Yesterday Cheekus Weekus helped me release ten metamorphlings at the nursery they came from as spawn. (We checked first that this was OK.) Each one was a tiny, perfect frog with beady little golden eyes. a pretty eye-stripe and greatly varied dorsal stripes or colouration, white belly & throat and sun-sparkled greenbrown skin. We think somewhere between two and five more adventurous siblings got out the night before (my fault, I didn't secure the muslin cover well enough). Luckily they were on top of the dead dishwasher on the front porch so had a good chance of making it to the fishpond. When taken out of their travel box each of the released babies paused on CW's hand - to his great delight, because he hadn't been allowed to handle them - then hopped away into a permanent garden bed next to the water plants section of the nursery. One jump, two jumps and we couldn't see them any more.

Goodbye and good luck...and only another forty-odd to go...

Saturday, January 2, 2010

Happy New Year 2010

Not a big night for us - we'd planned to picnic in the King's Domain Gardens then see the family fireworks in town. But the weather was too hot for movement of any kind, so I put together a salady dinner which we finished just before the rain hit. This was about the time we would have been in our possie waiting for the fireworks so we were pretty glad we'd stayed at home. The CFO fell asleep about 10 pm and didn't emerge until dawn 2010, but the kids managed to stay up to see in the New Year (Cheekus Weekus fell asleep 2 nanoseconds past midnight and had to be carried to bed; at 11:50 Running Boy announced that he was going to spend "the rest of the year" lying on the sofa and appeared to be trying not to get caught shutting his eyes. Princess Pea was very sensible about the whole thing - at five-to she said she was going to bed because she was tired, but changed her mind when she found out how close it was to the next year.)

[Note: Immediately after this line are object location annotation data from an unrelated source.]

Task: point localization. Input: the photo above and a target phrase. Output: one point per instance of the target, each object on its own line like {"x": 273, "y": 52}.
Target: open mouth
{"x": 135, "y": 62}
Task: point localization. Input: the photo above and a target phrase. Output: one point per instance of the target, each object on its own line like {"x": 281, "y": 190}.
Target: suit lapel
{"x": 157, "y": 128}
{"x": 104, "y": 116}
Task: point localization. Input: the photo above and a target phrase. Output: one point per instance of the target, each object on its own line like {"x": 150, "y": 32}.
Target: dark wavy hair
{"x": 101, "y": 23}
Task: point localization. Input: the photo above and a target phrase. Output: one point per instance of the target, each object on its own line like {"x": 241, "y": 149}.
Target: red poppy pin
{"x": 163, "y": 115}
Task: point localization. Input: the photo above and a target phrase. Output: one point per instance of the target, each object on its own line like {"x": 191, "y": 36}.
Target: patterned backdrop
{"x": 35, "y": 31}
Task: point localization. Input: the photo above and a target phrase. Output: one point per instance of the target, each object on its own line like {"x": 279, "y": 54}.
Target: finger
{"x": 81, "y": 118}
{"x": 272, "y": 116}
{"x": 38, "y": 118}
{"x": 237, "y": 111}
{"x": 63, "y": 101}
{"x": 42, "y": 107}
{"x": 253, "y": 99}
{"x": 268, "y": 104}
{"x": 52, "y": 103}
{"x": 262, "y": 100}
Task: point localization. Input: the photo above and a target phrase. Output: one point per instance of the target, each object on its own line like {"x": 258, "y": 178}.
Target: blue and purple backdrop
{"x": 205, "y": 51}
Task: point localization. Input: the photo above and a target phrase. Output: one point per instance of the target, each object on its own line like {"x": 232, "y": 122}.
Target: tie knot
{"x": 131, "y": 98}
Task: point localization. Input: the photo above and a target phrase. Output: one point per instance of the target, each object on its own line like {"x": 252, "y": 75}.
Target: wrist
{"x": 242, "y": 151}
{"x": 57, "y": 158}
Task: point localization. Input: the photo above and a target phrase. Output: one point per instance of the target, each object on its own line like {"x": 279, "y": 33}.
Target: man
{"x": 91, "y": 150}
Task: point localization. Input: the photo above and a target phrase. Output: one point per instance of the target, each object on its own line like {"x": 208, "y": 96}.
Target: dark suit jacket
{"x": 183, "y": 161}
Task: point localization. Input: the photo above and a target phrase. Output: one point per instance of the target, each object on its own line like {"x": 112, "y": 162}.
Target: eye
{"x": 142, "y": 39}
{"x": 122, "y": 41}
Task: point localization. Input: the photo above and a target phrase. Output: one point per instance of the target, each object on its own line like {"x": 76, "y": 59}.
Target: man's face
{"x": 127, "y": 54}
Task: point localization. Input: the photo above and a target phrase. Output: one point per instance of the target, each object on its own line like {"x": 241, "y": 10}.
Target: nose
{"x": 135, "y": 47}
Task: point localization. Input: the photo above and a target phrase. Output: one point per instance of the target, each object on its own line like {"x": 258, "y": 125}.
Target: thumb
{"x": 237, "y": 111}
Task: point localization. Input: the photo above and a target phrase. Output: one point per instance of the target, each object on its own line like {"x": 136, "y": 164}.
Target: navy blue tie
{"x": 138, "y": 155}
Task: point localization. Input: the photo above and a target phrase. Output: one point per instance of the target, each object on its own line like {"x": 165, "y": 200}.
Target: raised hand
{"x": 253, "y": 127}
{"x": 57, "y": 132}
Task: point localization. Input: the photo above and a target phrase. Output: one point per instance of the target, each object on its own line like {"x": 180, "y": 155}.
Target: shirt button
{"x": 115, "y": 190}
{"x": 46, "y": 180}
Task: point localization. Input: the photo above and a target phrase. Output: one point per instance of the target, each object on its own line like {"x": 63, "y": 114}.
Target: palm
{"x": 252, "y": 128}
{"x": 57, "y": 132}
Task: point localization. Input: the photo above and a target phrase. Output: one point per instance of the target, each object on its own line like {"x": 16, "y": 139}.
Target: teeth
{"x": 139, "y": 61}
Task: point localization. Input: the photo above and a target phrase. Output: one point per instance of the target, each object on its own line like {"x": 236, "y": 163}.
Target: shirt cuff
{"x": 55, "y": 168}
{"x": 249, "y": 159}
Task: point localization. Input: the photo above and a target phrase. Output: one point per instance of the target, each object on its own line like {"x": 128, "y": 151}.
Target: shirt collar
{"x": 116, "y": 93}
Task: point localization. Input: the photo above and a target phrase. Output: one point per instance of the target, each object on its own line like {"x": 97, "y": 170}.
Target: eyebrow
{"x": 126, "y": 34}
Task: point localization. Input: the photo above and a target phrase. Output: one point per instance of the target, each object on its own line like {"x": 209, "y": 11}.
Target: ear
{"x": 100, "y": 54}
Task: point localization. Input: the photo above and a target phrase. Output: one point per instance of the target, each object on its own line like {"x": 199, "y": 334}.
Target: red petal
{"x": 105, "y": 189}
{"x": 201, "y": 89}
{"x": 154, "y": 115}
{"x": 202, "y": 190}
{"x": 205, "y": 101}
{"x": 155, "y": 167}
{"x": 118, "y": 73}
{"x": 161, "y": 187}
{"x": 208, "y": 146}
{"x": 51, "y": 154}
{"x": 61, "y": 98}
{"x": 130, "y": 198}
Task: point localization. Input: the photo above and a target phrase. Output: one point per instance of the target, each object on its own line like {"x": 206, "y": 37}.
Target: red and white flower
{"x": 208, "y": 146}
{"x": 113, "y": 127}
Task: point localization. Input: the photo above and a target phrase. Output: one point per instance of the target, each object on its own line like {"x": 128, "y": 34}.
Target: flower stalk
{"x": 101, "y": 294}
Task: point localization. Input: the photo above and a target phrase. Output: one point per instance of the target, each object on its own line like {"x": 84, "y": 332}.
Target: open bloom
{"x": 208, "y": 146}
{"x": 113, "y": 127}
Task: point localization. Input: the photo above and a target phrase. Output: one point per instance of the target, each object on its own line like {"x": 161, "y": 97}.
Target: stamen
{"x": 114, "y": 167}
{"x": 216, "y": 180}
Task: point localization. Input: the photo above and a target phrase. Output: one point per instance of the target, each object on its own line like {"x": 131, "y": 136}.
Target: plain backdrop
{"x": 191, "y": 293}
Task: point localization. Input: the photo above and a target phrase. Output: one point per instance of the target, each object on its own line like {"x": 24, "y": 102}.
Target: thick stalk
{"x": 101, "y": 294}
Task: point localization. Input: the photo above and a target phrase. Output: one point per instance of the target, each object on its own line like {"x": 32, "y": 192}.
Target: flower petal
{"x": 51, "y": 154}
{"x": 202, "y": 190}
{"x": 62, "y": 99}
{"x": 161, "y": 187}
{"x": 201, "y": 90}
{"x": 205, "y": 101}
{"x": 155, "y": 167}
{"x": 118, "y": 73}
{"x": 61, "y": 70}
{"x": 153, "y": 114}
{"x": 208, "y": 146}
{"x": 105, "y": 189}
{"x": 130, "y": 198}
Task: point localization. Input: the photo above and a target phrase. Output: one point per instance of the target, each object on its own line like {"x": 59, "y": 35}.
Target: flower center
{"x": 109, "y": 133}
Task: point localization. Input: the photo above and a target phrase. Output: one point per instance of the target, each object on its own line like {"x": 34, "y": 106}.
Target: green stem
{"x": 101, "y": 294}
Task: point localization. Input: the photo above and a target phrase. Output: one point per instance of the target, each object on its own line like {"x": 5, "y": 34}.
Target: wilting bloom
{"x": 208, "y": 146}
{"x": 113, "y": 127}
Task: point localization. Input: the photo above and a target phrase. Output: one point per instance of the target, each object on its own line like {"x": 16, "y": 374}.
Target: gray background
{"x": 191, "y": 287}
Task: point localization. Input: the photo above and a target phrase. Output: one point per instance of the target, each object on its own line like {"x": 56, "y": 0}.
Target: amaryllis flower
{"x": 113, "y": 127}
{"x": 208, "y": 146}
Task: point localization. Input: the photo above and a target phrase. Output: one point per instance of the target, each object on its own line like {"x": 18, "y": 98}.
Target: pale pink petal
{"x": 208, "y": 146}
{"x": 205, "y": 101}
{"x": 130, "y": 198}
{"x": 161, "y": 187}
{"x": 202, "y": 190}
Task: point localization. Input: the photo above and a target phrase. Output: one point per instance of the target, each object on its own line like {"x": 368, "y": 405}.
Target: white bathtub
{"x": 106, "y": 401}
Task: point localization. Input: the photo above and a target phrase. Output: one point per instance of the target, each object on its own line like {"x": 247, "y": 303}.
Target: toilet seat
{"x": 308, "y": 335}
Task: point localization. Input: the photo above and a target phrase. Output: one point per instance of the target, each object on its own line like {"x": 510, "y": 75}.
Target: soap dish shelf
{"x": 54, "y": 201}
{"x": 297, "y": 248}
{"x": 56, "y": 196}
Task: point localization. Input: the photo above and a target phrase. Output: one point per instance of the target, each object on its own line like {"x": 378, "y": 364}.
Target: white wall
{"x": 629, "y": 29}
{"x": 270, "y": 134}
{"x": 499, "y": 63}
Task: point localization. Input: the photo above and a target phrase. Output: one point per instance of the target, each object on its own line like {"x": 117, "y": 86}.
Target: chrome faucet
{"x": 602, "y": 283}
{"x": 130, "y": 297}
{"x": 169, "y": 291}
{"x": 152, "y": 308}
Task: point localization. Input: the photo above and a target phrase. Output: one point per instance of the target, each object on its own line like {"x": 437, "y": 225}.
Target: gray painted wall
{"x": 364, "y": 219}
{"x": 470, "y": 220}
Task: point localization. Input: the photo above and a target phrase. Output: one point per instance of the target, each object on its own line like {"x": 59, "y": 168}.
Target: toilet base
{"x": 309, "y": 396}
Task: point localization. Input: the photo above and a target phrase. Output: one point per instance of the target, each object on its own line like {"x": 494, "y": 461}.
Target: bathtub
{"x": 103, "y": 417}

The four of us watched the Sydney fireworks on TV - yah boo sucks Channel 9 for not televising anything local - ate chocolates, played Junior Scrabble, squabbled, all the usual.

This year I did a symbolic or token or propitiatory sample of all of the things I hope I will manage to do well, or at least do, in 2010. I cleaned one bathroom; mended a pair of trousers; knitted a bit; tidied up a little; texted friends; drank good champagne; did some situps and pushups; had an idea for a work project; played games with the kids; handfed a guinea pig; put up the Christmas tinsel (again) after it fell down (again); invented a salad; and found a cyclamen, which I thought had been killed when the new fence went up, putting out new leaves. May 2010 allow you to do all the things you hope to do.